O que a legislação estabelece
O artigo 37, inciso XXI, da Constituição Federal determina que as contratações de obras, serviços e compras pelo poder público devem ser realizadas mediante processo licitatório público, ressalvados os casos previstos em lei. A ausência de processo licitatório ou de modalidade de contratação direta devidamente fundamentada, segundo a doutrina e a jurisprudência dos tribunais de contas, pode caracterizar irregularidade passível de responsabilização dos gestores envolvidos.
O artigo 149 da Lei nº 14.133/2021, citado como fundamento dos termos assinados pela SEDUC, dispõe que “a nulidade do contrato não exonera a Administração do dever de indenizar o contratado pelo que este houver executado até a data em que ela for declarada”, desde que não verificada má-fé.
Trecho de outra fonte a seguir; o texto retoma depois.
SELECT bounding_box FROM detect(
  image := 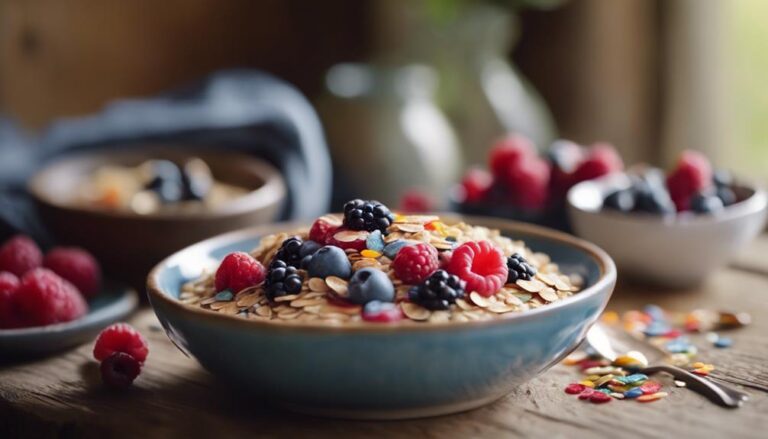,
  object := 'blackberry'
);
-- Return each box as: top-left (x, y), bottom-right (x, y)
top-left (264, 259), bottom-right (303, 300)
top-left (344, 199), bottom-right (395, 233)
top-left (507, 253), bottom-right (536, 284)
top-left (408, 270), bottom-right (466, 310)
top-left (273, 236), bottom-right (303, 268)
A aplicação desse dispositivo pressupõe, segundo a literalidade do texto, a existência prévia de um contrato posteriormente declarado nulo — não a ausência originária de qualquer instrumento contratual, que é o que os próprios documentos da SEDUC descrevem.
Posição das partes
A reportagem questiona à Secretaria de Estado da Educação do Piauí (SEDUC-PI) sobre os seguintes pontos: as circunstâncias que levaram à utilização da plataforma MobiEduca.Me sem cobertura contratual; a razão pela qual foram assinados Termos de Reconhecimento de Dívida no mesmo momento em que foi aberta sindicância para investigar a legalidade dos mesmos serviços; se a Administração suspenderá os pagamentos até a conclusão da sindicância; e se há outros serviços sendo prestados à SEDUC atualmente sem cobertura contratual.
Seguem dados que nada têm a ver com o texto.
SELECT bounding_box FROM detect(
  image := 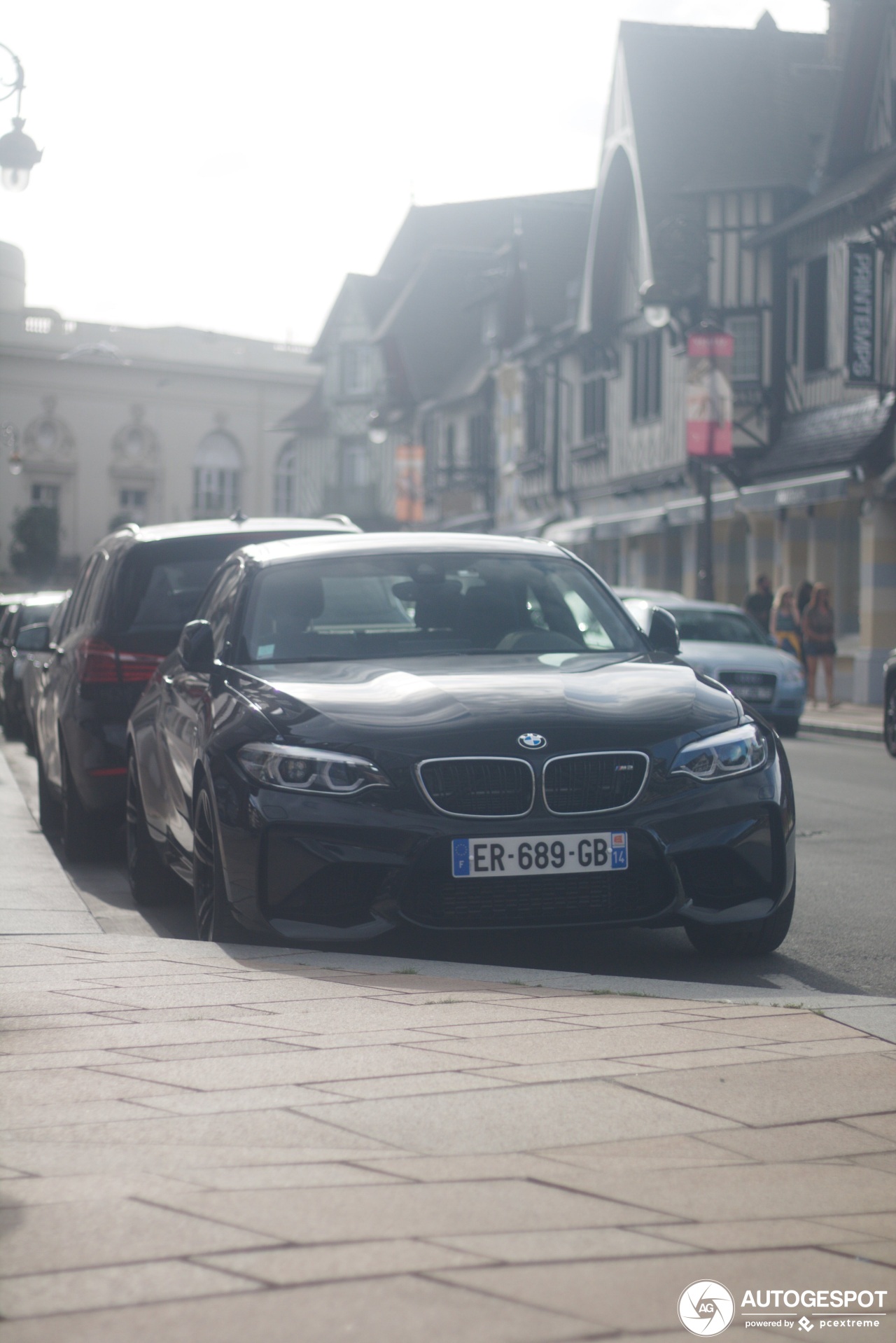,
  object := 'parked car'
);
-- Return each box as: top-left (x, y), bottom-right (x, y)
top-left (0, 592), bottom-right (66, 742)
top-left (615, 587), bottom-right (806, 736)
top-left (35, 515), bottom-right (357, 858)
top-left (884, 648), bottom-right (896, 756)
top-left (19, 592), bottom-right (71, 755)
top-left (126, 533), bottom-right (795, 954)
Questiona também à Mobile Web Tecnologias e Sistemas Ltda, para que a empresa se manifeste sobre as circunstâncias da prestação dos serviços e sobre a abertura da sindicância.
Este texto será atualizado com as respostas das partes assim que obtidas.
Situação atual
Segundo os documentos publicados, a sindicância instaurada pela Portaria nº 188/2026 tem prazo de 30 dias para a conclusão dos trabalhos a partir de sua publicação o que situa o término previsto em meados de maio de 2026. Os Termos de Reconhecimento de Dívida não indicam, em seus extratos publicados, prazo específico para o efetivo pagamento das quantias reconhecidas.
Não há registro, no Diário Oficial nº 77/2026, de qualquer decisão que suspenda ou condicione o pagamento ao resultado da sindicância.
Possíveis desdobramentos
A coexistência, no mesmo ato administrativo, de instrumentos que reconhecem a dívida e de sindicância que questiona a legalidade dos mesmos serviços pode atrair a atenção do Tribunal de Contas do Estado do Piauí (TCE-PI), responsável pelo controle externo dos atos da administração pública estadual. O TCE-PI tem competência para determinar a suspensão de pagamentos que considere irregulares, bem como para instaurar tomada de contas especial em caso de apuração de dano ao erário.
O Ministério Público do Estado do Piauí também pode vir a se manifestar caso entenda haver indícios de improbidade administrativa, conforme previsto na Lei Federal nº 8.429/1992, atualizada pela Lei nº 14.230/2021.
Os valores envolvidos — R$ 1.367.444,86 relativos a fevereiro de 2026 e R$ 2.259.030,00 relativos ao licenciamento anual de 2026 — totalizam R$ 3.626.474,86, todos descritos nos documentos como referentes a serviços prestados “sem cobertura contratual”.
Fonte primária: Diário Oficial do Estado do Piauí nº 77/2026, de 23 de abril de 2026 (disponibilizado em 23/04/2026 às 18h11; publicado em 24/04/2026). Páginas 89–90 (Portaria SEDUC-PI/GSE nº 188/2026) e páginas 131–132 (Extratos dos Termos de Reconhecimento de Dívida nº 00011.019079/2026-61 e nº 00011.012566/2026-01).